Regenerative Shifts

The Energy Source of Organizations

What is the first image that comes to mind when thinking about energy sources? For most of us, it is most likely a machine. When we need to get from one place to another, we fill up the vehicle with fuel and we are off to our destination. If we are trying to send an email, we ensure that we have electricity to our computers or phones so that we can send a message to a friend or colleague. The energy source allows these machines (vehicles, computers, phones) to function so that we can complete a certain activity. More energy, more capacity to do more work.  

 

When we manage living systems we also can also identify and understand the source of energy. For instance, to create the conditions for plants to grow and mature, we need to ensure that plants have access to solar energy. Access to this energy allows for the plants to grow and mature through the photosynthetic process by converting carbon dioxide into sugars. Energy plays a crucial role in ecosystems to help organisms carry out their daily activities.  

 

There is a remarkable array of ecosystems on the planet, each with a myriad of energy transfer processes that create the conditions for constant regeneration and resilience.   

The Machine Design 

 

Now let’s talk about organizations. Are organizations more like a machine or a natural ecosystem? Over the last several hundred years our institutions have developed and adopted an industrialized process that mimics the design of machines. We have used the machine metaphor to describe departments as cogs, people as parts and outputs as profits. We even use idioms like, “running like a well-oiled machine” or “I don’t have bandwidth for that” to describe ourselves and our organizations as mechanistic. This metaphor and these common idioms have been powerful in influencing the design of organizations. Well-known American billionaire, Ray Dalio, describes individuals as a machine: 

If the organization is a machine, departments are cogs and people are parts, what is the fuel? What is the energy source of an organization?  

 

Money! Increased profits or cash generated from an organization allows us to create even more productivity. And like a machine, if we provide the machine with even more fuel (cash) then we can generate even more! Productivity and efficiency become the primary levers to increase cash. Of course, some machines are more productive and efficient than others, but the design is clear, straightforward and replicable. It makes complete sense. When you think about the design of our current organizations, economies, and communities, it is all designed to run on the fuel of money. If there is a problem, investment (money) will solve it. If there is an opportunity, investment (money) will exploit it. When we place a value (money) on our natural resources, we extract it! Let’s think about this design very carefully. Here is a simple way to demonstrate. 

 

Economies = Networks of Machines 

Organizations = Machines 

Departments = Cogs 

People = Parts 

Profit 

(Money) 

 

We will save a full evaluation of the consequences of this design for another time. However, we would like to ask three simple questions:  

  1. How does this design make you feel?  
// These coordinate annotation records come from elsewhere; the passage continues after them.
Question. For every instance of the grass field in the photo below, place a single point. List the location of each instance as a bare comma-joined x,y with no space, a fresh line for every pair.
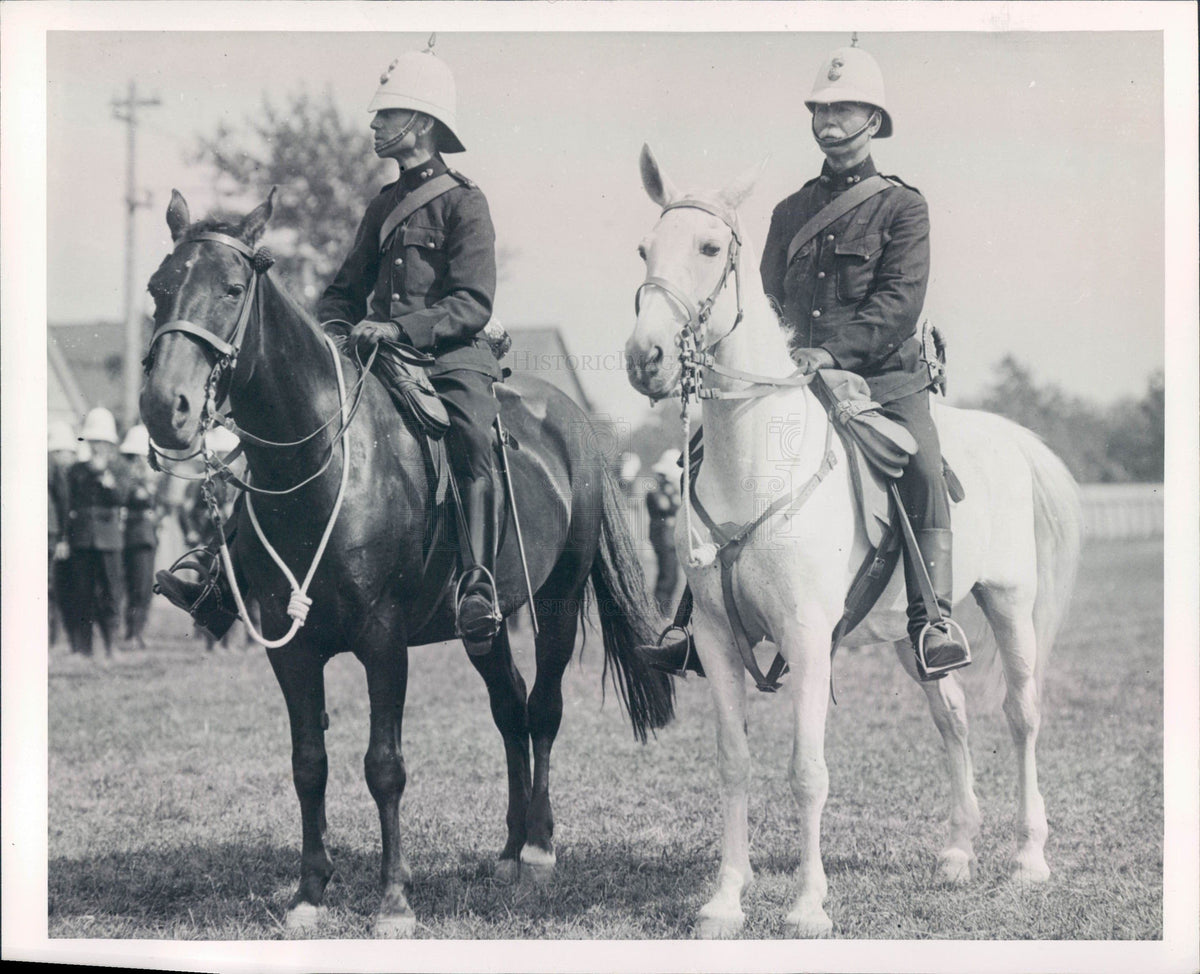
172,812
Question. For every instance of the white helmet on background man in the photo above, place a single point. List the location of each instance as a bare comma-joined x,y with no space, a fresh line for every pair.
60,437
99,425
419,80
137,442
851,74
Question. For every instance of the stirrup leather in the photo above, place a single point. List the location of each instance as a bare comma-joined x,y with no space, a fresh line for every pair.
931,673
210,576
459,595
689,647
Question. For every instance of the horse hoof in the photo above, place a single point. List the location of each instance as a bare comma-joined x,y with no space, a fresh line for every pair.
955,867
304,918
508,871
720,927
809,925
537,866
396,926
1030,870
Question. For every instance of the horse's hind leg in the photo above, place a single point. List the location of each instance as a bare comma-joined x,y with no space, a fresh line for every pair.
300,672
808,657
1012,619
947,704
387,669
558,623
507,693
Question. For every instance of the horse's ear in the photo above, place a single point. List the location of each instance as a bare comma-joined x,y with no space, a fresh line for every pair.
256,220
658,186
736,193
178,217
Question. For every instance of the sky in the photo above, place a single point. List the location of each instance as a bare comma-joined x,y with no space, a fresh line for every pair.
1039,154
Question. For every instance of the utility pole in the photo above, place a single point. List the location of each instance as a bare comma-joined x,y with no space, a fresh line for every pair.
127,112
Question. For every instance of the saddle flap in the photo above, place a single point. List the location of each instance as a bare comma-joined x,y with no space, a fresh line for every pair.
411,389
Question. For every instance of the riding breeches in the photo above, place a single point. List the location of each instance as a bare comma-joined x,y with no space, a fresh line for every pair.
923,485
138,587
472,408
97,588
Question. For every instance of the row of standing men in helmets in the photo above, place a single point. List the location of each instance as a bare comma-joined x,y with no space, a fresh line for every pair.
106,509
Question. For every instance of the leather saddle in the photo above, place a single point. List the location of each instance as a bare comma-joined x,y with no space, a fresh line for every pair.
877,450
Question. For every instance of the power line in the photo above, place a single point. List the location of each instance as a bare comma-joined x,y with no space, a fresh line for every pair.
126,110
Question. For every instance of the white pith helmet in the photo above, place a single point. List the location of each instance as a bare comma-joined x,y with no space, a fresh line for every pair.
851,74
99,425
59,436
669,463
137,442
419,80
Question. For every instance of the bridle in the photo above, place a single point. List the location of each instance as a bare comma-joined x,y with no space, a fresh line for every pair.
697,314
693,359
226,362
226,352
226,349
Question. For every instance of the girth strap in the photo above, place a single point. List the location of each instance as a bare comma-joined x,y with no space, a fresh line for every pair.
731,541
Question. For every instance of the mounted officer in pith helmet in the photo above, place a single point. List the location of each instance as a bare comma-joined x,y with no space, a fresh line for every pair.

  1. Does this design value an individual’s unique contributions?  

  1. What happens when people are seen as tools or parts and money as the energy?  

We encourage you to spend time with colleagues and answer these questions as a way of evaluating the appropriateness of the machine design.  

The Living Systems Alternative 

 

Now, let’s ask the original question again, but with a little twist. What if organizations were understood as living systems versus machines? What would this approach say about people and organizations? In answering this question, we must learn more about how living systems function.  

 

While, the question of what makes life unique from non-life continues to be researched there are a number of insights from recent research that demonstrate that living systems have the following unique qualities that machines do not. (In our next blog where we will discuss these insights and research in more detail).   

  • Living systems can maintain and regenerate themselves, without any external inputs.   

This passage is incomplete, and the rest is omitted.